CeO Program Celebrates 25 Years

CeO students learn about academic and career planning throuugh workshops, conferences, advising and mentoring. Photo by Valeria A. Davis

UW-Madison’s Center for Educational Opportunity (CeO), will celebrate 25 years of supporting low-income, disabled and first-generation college students with a free event at 6 p.m. on Dec. 7 at Memorial Union. Please RSVP by Nov. 29.

CeO began in 1993 with a U.S. Department of Education TRIO Student Support Services (SSS) grant to the University of Wisconsin–Madison. The grant was written by Walter Lane, an assistant dean in the School of Education, who was dedicated to providing educational opportunities to students from low-income and disadvantaged backgrounds.

Driven by his service in the Vietnam War, Lane noticed service members who were recruited to fight in the front lines had little opportunities for other career paths. Lane came back to the United States with a determination to complete the education and experience he needed in order to help other people like himself. When he retired in 2008, Lane left a legacy of programs serving thousands of students each year at UW–Madison. In addition to the SSS grant, Lane brought the Ronald E. McNair, POSSE, and PEOPLE programs to campus.

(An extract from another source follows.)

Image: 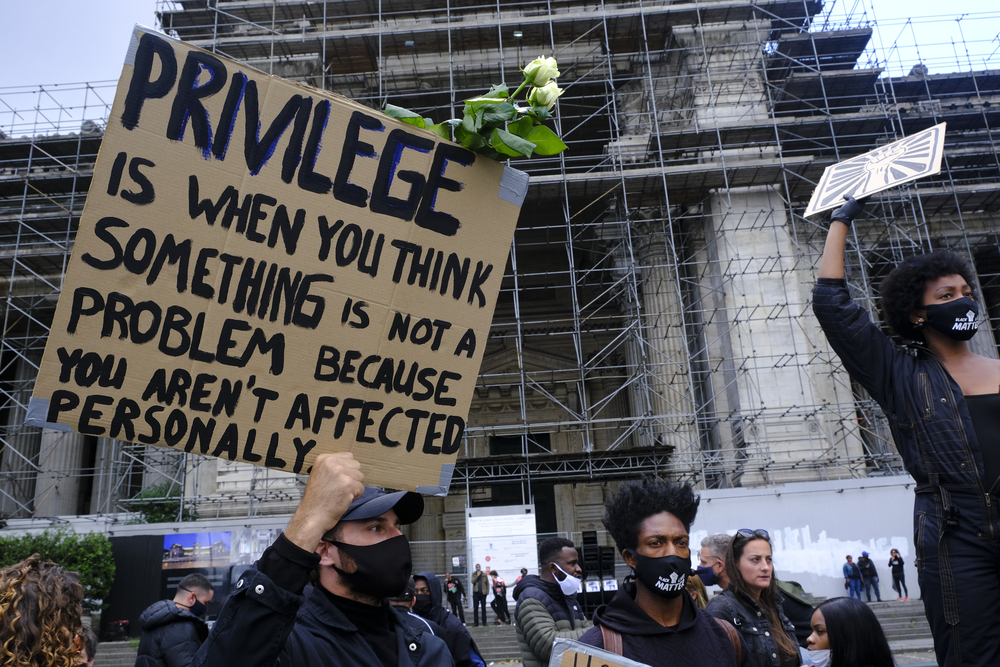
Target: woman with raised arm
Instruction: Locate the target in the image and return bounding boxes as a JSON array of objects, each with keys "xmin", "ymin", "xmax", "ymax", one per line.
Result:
[{"xmin": 813, "ymin": 197, "xmax": 1000, "ymax": 667}]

Students gather in the CeO office to study together in an affirming community atmosphere. Photo by Valeria A. Davis
Students gather in the CeO office to study together in an affirming community atmosphere. Photo by Valeria A. Davis

Brenda Pfaehler, Ph.D., became the first director of what was then called the TRIO Student Support Services program. Committed to providing equal opportunity and equity in education, she strongly believed that everyone can excel and created the initial SSS community that still serves as an example for the program today. Although Pfaehler passed away in 1996, her passion for student achievement continually fuels the staff’s desire to strive for excellence in serving students. It is a graduation tradition for students to give Phaehler Recognition Awards to those who provided pivotal support on their educational journey.

“CeO is not a program, it’s a family,” said former CeO Scholar Daniela Juarez. “CeO provides everything for its students from tutoring to friendship.  It is a safe space for us to study and meet others with common goals . . . Not to mention the incredible staff, who will go out of their way to make sure each and every scholar succeeds.”

In 2009, the TRIO Student Support Services program was renamed the Center for Educational Opportunity. The following year CeO became a unit of the Division of Diversity, Equity and Educational Achievement. In 2015, CeO expanded again with the award of an additional TRIO grant from the U.S. Department of Education: Student Support Services-STEM (SSS-STEM).

Today, CeO continues to promote access to resources, academic achievement and personal growth for students whose parent/s have not received a four-year degree, students who meet specific federal family income guidelines, students with documented disabilities, and students from underserved populations. It continues to be supported with federal funds and by the state-funded Academic Support and Achievement Program.

CeO’s mission is to increase access, retention, and graduation rates at UW–Madison. Over the past 25 years, it has served 2,951 scholars and celebrated 1,617 graduates.

“We want to create an environment where anybody’s dreams can come true with hard work and the right mentorship and taking the right courses – everybody has the same opportunity,” said CeO Director Claudia Mosley.

Kirk Malnor, right, puts on 2018 CeO graduate Jesus Del Toro's official stole.
Kirk Malnor, right, puts on 2018 CeO graduate Jesus Del Toro’s official stole. Photo by Valeria A. Davis

CeO advisors and staff embrace a personal approach and provide support in every aspect of the student’s path by:

  • Advising about course load and academic requirements;
  • Assisting with study skills, tutoring and STEM advising;
  • Offering cultural and social events and activities;
  • Providing educational programs and workshops;
  • Offering graduate and professional school advising and workshops;
  • Assisting with adjusting to the college environment;
  • Offering information and guidance on financial aid and financial literacy;
  • Learning to balance academic responsibilities and work;
  • Offering mentoring and personal growth;
  • Providing a community and sense of belonging.

One in five UW–Madison students qualify for services in at least one and typically several categories, Mosley said.

Ada Ezemba, a 2016 graduate, said CeO helped her to find her place on campus.

“I remember being new to the UAW-Madison campus and wanting to transfer because I had no support system on campus,” Ezemba said. “Soon I found CeO. The sessions with my advisor, tutoring, group activities and office amenities accessible to students has ultimately helped me cope better with feeling so small in such a large place.”

Encouraged and supported in embracing a “full Badger experience,” Ezemba majored in international studies and traveled to Europe, Asia, Africa, Australia, and across the United States. She started a campus organization, Project Glory M.A.I.L., which sends encouraging messages by mail to women with breast cancer. Her post-graduate pursuits include sustaining her organization, becoming fluent in Chinese and earning a graduate degree.

The services provided by CeO support Chancellor Rebecca Blank’s initiatives to make UW–Madison affordable and accessible.